On trouve également, bien que plus rarement, des clous de girofle certifiés par Naturland Fair ou Fairtrade. Dans la culture conventionnelle du girofle, des problèmes persistent, comme une faible diversité génétique due aux monocultures et un manque de gestion des sols. C’est pourquoi les labels sont nécessaires pour établir des normes contraignantes, promouvoir des pratiques durables et améliorer la transparence.
Durabilité
Aujourd’hui, les producteurs de girofle sont confrontés à divers défis. Premier problème : la dépendance. Avec des prix très volatils, les revenus tirés de la culture giroflière, représentant souvent la principale source financière des agriculteurs, les rendent très vulnérables aux fluctuations du marché. Une stratégie d’adaptation possible peut consister à diversifier les sources de revenus.
Deuxième défi : les variations extrêmes des précipitations, de plus en plus fréquentes en raison du changement climatique, perturbent la croissance des girofliers et entraînent des pertes de récolte. Pour atténuer ces impacts négatifs, il peut être intéressant de se tourner vers des systèmes agroforestiers afin d’optimiser la gestion des sols, par exemple en utilisant des techniques de paillage.

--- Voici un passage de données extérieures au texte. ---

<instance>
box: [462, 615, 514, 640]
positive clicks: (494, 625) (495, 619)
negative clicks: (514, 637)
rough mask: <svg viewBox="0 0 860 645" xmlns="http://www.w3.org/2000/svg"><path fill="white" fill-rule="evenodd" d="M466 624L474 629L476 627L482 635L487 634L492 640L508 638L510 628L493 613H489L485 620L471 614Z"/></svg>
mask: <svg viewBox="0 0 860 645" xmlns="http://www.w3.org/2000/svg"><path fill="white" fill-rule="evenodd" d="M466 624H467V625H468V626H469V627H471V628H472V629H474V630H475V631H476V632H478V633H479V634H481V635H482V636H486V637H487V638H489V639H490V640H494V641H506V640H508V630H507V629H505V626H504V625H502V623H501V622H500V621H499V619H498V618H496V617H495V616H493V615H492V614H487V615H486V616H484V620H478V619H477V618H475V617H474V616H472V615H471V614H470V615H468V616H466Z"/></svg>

Les systèmes agroforestiers combinent la culture d’arbres et de plantes utiles sur une même parcelle, offrant des avantages écologiques comme la protection des sols. Déjà, de plus en plus de producteurs de girofle opère cette transition, en y associant des arbres fruitiers comme le jacquier, des arbres forestiers et d’autres épices, comme la vanille ou le poivre.
Pour que les producteurs de girofle puissent continuer à vivre de cette culture, il devient crucial de les accompagner par des mesures politiques, comme la stabilisation des prix, des conseils et accompagnements techniques, ainsi que le soutien à la recherche pour améliorer les pratiques culturales.